Let’s take a look at where we lose the time closely. A good way to understand where we lose the time is the Web Application Delivery Chain. It shows all the parts that play together to deliver a web page and thus influence response times.

Web Application Delivery Chain
Web Application Delivery Chain

On the client side we have to consider rendering, parsing and executing JavaScript. Then there is the whole Internet infrastructure required to deliver content to the user. Then there is our server infrastructure and also the infrastructure of all third party content providers (like ads, tracking services, social widgets) we have on our page.

Sending our initial request

The first thing we have to do is to send the initial request. Let us investigate how much time we are losing here. To be able to send the request to the proper server the browser has to look up the domain’s IP address via DNS.

Interactions for initial Web request
Interactions for initial Web request

Whenever we communicate over the Internet we have to take two factors into account – bandwidth and latency.
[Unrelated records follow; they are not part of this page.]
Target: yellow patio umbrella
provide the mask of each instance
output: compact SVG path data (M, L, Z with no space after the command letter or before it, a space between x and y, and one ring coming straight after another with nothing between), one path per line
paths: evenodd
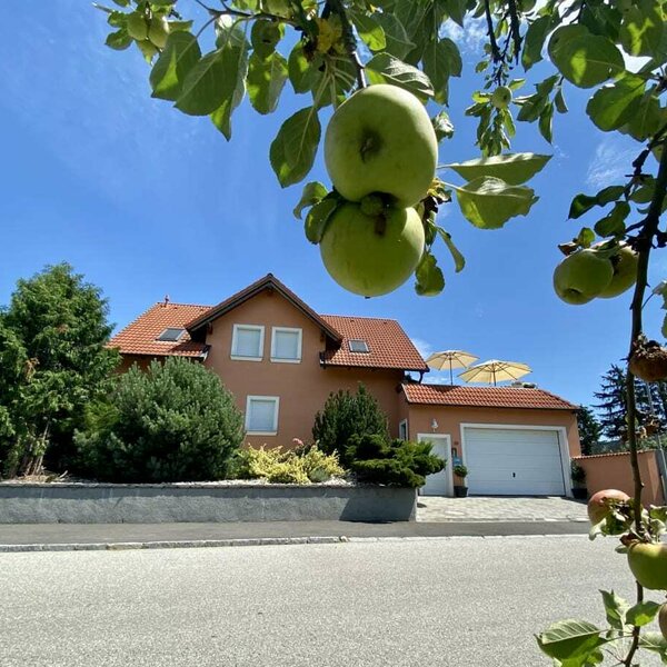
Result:
M479 357L476 357L470 352L464 352L464 350L442 350L441 352L434 352L426 362L429 368L432 368L434 370L449 368L449 384L454 385L451 369L467 368L472 361L477 361L477 359L479 359Z
M505 380L518 380L529 372L532 372L532 370L526 364L489 359L460 372L459 378L466 382L488 382L489 385L492 382L496 386L497 382Z

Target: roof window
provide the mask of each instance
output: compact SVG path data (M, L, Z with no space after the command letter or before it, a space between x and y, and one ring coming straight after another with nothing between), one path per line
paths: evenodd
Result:
M185 332L185 329L168 327L156 338L156 340L161 340L162 342L176 342Z
M360 340L359 338L352 338L348 341L348 346L350 348L350 352L361 352L368 354L368 344L366 340Z

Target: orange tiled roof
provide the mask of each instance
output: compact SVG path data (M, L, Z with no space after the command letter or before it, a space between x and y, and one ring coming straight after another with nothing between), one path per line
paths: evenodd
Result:
M416 382L406 382L402 389L409 404L474 408L577 409L577 406L544 389L418 385Z
M221 301L217 306L209 308L207 312L201 313L199 317L193 319L188 329L190 331L196 331L197 329L201 329L208 322L217 319L221 315L229 312L237 306L240 306L245 301L251 299L259 292L265 289L272 289L281 293L297 310L300 310L306 317L310 318L316 325L321 327L326 334L336 341L340 340L340 336L338 331L334 330L308 303L301 301L293 291L288 289L278 278L276 278L272 273L267 273L263 278L255 281L252 285L243 288L238 291L236 295L232 295L225 301Z
M421 355L396 320L341 315L320 317L342 336L339 348L323 352L325 366L428 370ZM365 340L368 352L351 352L348 344L354 339Z
M123 355L149 355L151 357L203 357L208 346L193 342L186 331L177 342L162 342L156 338L168 327L186 328L188 322L210 309L210 306L189 303L156 303L109 341Z

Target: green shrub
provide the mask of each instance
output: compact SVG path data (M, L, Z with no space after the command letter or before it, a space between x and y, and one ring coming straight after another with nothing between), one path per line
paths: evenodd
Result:
M258 449L249 447L240 452L242 460L237 476L245 479L266 479L272 484L310 484L340 477L345 470L336 455L326 455L317 446L308 451L282 451L281 447Z
M352 436L376 435L389 439L387 416L378 401L359 385L357 394L330 394L321 412L315 416L312 437L326 454L338 451L340 462L348 466L346 447Z
M430 442L388 440L382 436L352 436L346 459L359 481L418 488L426 476L439 472L445 461L431 454Z
M219 377L180 358L131 368L76 436L82 465L117 482L225 479L243 416Z

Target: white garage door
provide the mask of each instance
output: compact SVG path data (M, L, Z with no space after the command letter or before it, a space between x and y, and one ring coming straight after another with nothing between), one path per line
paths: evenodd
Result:
M468 489L490 496L564 496L558 431L464 428Z

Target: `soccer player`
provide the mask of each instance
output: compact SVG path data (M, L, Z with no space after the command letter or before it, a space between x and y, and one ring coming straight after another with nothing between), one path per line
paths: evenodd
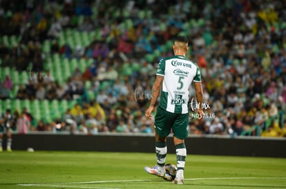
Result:
M184 169L187 156L184 139L189 133L189 87L193 82L198 102L199 119L202 118L202 89L201 76L198 65L189 60L186 54L189 49L188 39L178 36L173 43L174 56L162 58L159 63L156 79L152 88L150 106L145 112L147 119L160 94L160 100L155 115L155 137L157 164L144 168L145 170L159 177L165 174L165 160L167 153L166 138L173 133L173 143L176 150L178 172L173 183L184 184Z
M12 151L12 133L10 128L13 122L13 116L10 109L6 109L5 113L0 118L0 152L3 151L2 140L3 135L7 135L7 151Z

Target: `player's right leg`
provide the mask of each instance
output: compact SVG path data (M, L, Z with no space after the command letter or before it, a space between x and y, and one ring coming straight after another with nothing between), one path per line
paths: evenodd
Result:
M1 130L1 126L0 126L0 130ZM0 152L3 151L2 141L3 141L3 133L1 133L1 131L0 131Z

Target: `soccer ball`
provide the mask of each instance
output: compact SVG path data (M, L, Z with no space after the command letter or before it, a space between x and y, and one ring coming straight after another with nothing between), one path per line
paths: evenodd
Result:
M177 173L177 167L171 164L165 165L166 177L163 177L165 181L171 181L175 179Z

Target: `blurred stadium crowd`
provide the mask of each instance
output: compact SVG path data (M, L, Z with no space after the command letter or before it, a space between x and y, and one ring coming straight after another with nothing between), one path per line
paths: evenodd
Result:
M153 133L157 63L185 35L209 104L190 134L286 136L285 0L0 3L1 109L17 131Z

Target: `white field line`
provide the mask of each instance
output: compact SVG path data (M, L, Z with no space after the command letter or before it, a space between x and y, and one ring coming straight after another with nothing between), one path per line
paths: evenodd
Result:
M92 189L120 189L118 188L102 188L93 186L67 186L64 184L54 185L54 184L20 184L18 186L40 186L40 187L64 187L64 188L92 188Z
M214 177L184 179L186 181L220 180L220 179L286 179L286 177Z
M223 180L223 179L286 179L286 177L205 177L205 178L192 178L184 179L185 181L198 180ZM111 180L111 181L96 181L85 182L66 182L66 183L46 183L46 184L19 184L18 186L44 186L44 187L66 187L77 188L93 188L93 189L120 189L115 188L100 188L92 186L67 186L68 184L101 184L101 183L115 183L115 182L142 182L152 181L152 179L136 179L136 180Z

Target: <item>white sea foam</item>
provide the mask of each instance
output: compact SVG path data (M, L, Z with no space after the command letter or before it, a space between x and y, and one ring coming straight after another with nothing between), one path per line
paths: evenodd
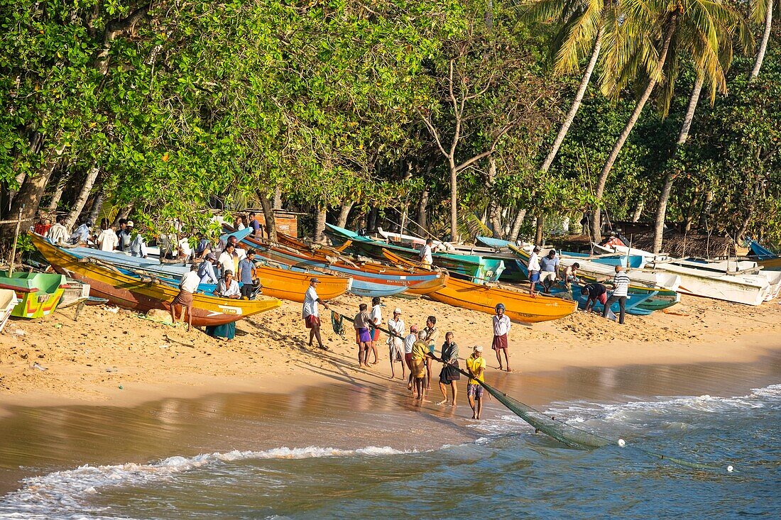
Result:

Thinking of the internet as pipe bandwidth is the diameter and latency is the length. So while bandwidth helps us to send more data at each single point in time, latency tells us how long it takes to send each piece of data. For the initial page request we are therefore more interested in latency as it directly reflects the delay from a user request to the response.

So what should we expect latency wise. A study of the Yahoo development blog has shown that latency varies between 160 and over 400 milliseconds depending on the connection type. So even if we assume a pretty fast connection we have to consider about 300 ms for the two roundtrips. This means we now have 1.3 seconds left.

Getting the content

So far we haven’t downloaded any content yet. How big a site actually is, is not that easy to say. We can however use stats of the HTTP archive. Let’s assume we have a very small page of about 200 kB. Using a 1.5 Mbit connection it will take about a second to download all the content. This means we now have only 300 ms seconds left. Up to now we have lost about 80 percent of our overall time.

Client Side Processing

Next we have to consider client side processing. Depending on the complexity of the web page this can be quite significant. We have seen cases where this might take up to several seconds. Let’s for now assume you are not doing anything really complex. Our own tests at SpeedoftheWeb.org show that 300 ms is a good estimate for client side processing time.

This however means that have no more time left for server side processing. This means that in case we have to do any processing on the server delivering an exceptionally fast web site is close to impossible or we have to apply a lot of optimization to reach this ambitious goal.

Conclusion

Delivering exceptional performance is hard, really hard, considering the entire infrastructure in place to deliver content to the user. It is nothing you can simply build later. A survey by Gomez testing a large number of sites shows that most pages miss the goal of delivering exceptional performance across all browsers.

Performance across 200 Web sites
Performance across 200 Web sites

Faster browsers help but are no silver bullets for exceptional performance. Many sites even miss to deliver expected user performance. While sites do better when we look at perceived render time – also called above-the fold time, they still cannot deliver exceptional performance.